Why doesn’t Temptation Island work like it does in summer in autumn?

Thinking of striking while the iron is hot and re-proposing something that worked without giving the public time to metabolize it as it should can be a double-edged sword. We are realizing this with Temptation Island which, after a particularly successful summer edition, decided to return less than two months later with some new couples which, spoiler, are still not up to the level of those of two months earlier. Beyond the ratings, the problem is another: Temptation Island it is, yes, a program that works because it is light, but it must be taken in small doses. It’s fine to watch it in the summer – also because in the summer there are almost never programs to follow – but in September and October it jars because what we see seems like a faded copy of what Canale 5 proposed in June.

If only Temptation Island the frame changed – move, for example, to the mountains, move the comparison bonfire from the beach to the cabin and transform the “dream weekend” into one on the snow on skis – things would be different because the public would not have the impression of looking at the same something he had already seen a short time before.
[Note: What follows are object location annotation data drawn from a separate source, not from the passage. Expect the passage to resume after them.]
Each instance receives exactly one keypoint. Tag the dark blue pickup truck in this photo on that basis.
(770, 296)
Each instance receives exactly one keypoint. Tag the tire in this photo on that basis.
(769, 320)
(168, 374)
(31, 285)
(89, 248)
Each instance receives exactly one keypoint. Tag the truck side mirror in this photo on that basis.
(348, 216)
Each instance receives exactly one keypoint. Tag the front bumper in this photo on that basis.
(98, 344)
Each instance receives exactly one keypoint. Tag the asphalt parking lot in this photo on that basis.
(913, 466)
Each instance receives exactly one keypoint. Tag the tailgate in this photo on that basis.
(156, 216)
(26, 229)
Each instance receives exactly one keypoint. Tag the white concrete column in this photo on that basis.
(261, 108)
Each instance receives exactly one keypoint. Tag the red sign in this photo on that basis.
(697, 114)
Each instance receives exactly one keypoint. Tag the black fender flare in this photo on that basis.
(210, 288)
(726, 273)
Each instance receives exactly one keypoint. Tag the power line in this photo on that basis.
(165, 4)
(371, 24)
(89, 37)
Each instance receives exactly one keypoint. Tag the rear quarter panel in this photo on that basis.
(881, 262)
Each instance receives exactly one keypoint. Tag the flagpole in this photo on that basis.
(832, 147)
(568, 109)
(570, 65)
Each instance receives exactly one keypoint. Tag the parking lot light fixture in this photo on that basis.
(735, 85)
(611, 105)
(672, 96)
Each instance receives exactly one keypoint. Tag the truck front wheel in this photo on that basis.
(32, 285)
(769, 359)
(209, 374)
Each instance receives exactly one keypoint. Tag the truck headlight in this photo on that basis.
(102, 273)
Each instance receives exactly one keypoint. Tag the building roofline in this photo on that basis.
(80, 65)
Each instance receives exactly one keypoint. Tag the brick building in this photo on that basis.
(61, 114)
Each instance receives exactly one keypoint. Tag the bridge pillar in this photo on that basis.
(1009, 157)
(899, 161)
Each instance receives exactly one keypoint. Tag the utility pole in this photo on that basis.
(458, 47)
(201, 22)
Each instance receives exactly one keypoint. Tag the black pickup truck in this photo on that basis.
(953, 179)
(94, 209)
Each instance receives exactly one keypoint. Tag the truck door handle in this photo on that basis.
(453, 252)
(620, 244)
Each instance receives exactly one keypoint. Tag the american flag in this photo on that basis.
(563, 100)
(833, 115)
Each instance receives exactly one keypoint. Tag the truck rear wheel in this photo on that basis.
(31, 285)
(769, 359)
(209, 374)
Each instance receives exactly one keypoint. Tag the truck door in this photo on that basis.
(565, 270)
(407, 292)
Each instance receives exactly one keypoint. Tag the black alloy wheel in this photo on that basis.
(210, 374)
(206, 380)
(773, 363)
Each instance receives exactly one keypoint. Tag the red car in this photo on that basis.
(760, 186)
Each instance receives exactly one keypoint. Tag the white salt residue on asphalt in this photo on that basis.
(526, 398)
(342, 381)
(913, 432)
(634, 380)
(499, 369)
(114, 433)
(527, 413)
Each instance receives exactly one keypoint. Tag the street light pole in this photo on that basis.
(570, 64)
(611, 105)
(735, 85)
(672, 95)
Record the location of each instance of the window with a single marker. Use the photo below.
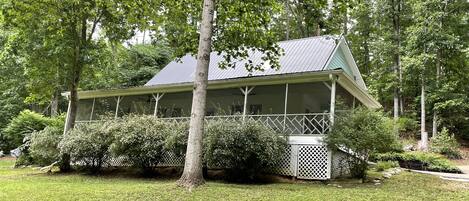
(176, 112)
(210, 112)
(236, 109)
(255, 109)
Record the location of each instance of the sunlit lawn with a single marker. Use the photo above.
(29, 184)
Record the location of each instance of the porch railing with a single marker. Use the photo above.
(289, 124)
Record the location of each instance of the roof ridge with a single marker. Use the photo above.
(311, 37)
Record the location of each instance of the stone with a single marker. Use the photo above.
(387, 175)
(409, 147)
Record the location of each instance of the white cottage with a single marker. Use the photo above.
(318, 78)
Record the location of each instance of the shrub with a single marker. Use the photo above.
(88, 145)
(140, 140)
(384, 165)
(244, 150)
(44, 145)
(420, 161)
(21, 126)
(176, 140)
(445, 143)
(362, 132)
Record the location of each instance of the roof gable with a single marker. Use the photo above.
(342, 59)
(301, 55)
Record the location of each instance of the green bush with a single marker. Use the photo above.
(21, 126)
(176, 140)
(44, 145)
(384, 165)
(140, 140)
(444, 143)
(88, 145)
(362, 132)
(420, 161)
(244, 150)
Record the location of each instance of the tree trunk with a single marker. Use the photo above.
(396, 8)
(424, 134)
(80, 42)
(193, 174)
(54, 104)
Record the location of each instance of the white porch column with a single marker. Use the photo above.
(157, 99)
(92, 109)
(246, 92)
(333, 93)
(285, 108)
(117, 106)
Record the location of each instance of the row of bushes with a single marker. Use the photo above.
(419, 161)
(23, 125)
(242, 149)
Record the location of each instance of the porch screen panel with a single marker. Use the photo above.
(223, 102)
(84, 109)
(104, 107)
(138, 105)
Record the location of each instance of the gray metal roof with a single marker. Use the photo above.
(301, 55)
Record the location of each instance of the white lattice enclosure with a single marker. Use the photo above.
(286, 166)
(313, 162)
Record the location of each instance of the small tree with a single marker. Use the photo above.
(361, 133)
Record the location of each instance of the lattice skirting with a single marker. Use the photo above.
(301, 161)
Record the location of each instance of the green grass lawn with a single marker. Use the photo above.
(29, 184)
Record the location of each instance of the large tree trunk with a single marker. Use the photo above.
(80, 43)
(193, 174)
(54, 104)
(423, 132)
(396, 8)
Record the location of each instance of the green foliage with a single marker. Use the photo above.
(139, 140)
(88, 145)
(176, 140)
(384, 165)
(44, 145)
(180, 23)
(362, 132)
(22, 126)
(243, 149)
(420, 161)
(444, 143)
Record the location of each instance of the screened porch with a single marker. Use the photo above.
(291, 109)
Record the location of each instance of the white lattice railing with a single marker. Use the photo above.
(290, 124)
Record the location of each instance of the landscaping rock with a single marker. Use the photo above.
(387, 175)
(15, 152)
(409, 147)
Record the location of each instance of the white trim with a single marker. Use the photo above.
(332, 103)
(92, 109)
(157, 99)
(246, 93)
(285, 107)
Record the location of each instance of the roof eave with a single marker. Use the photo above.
(214, 84)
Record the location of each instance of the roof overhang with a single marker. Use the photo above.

Not to mention listening sexist talk about male braggadocio it can certainly help us have more tools to recognize certain toxicities in real life, but we cannot be bombarded by episodes of this kind all year round, because we would risk developing a sort of habituation that would not do us any good.

Because Temptation Island doesn't work like it does in summer in autumn

What works and brings results in the short term could turn into something very harmful in the long term, and this is why, beyond the specific performance of the episodes – yesterday’s, October 1st, was one of the most successful, considering especially Titty’s gesture of burning the engagement ring that Antonio gave her in the bonfire – we think that Temptation Islandif it wants to survive, should stop at just one annual edition. Unless, as we have written, it transforms a little at least from an aesthetic point of view, allowing couples to move and act in a different landscape, with Filippo Bisciglia no longer in floral shirts but in heavy fur coats.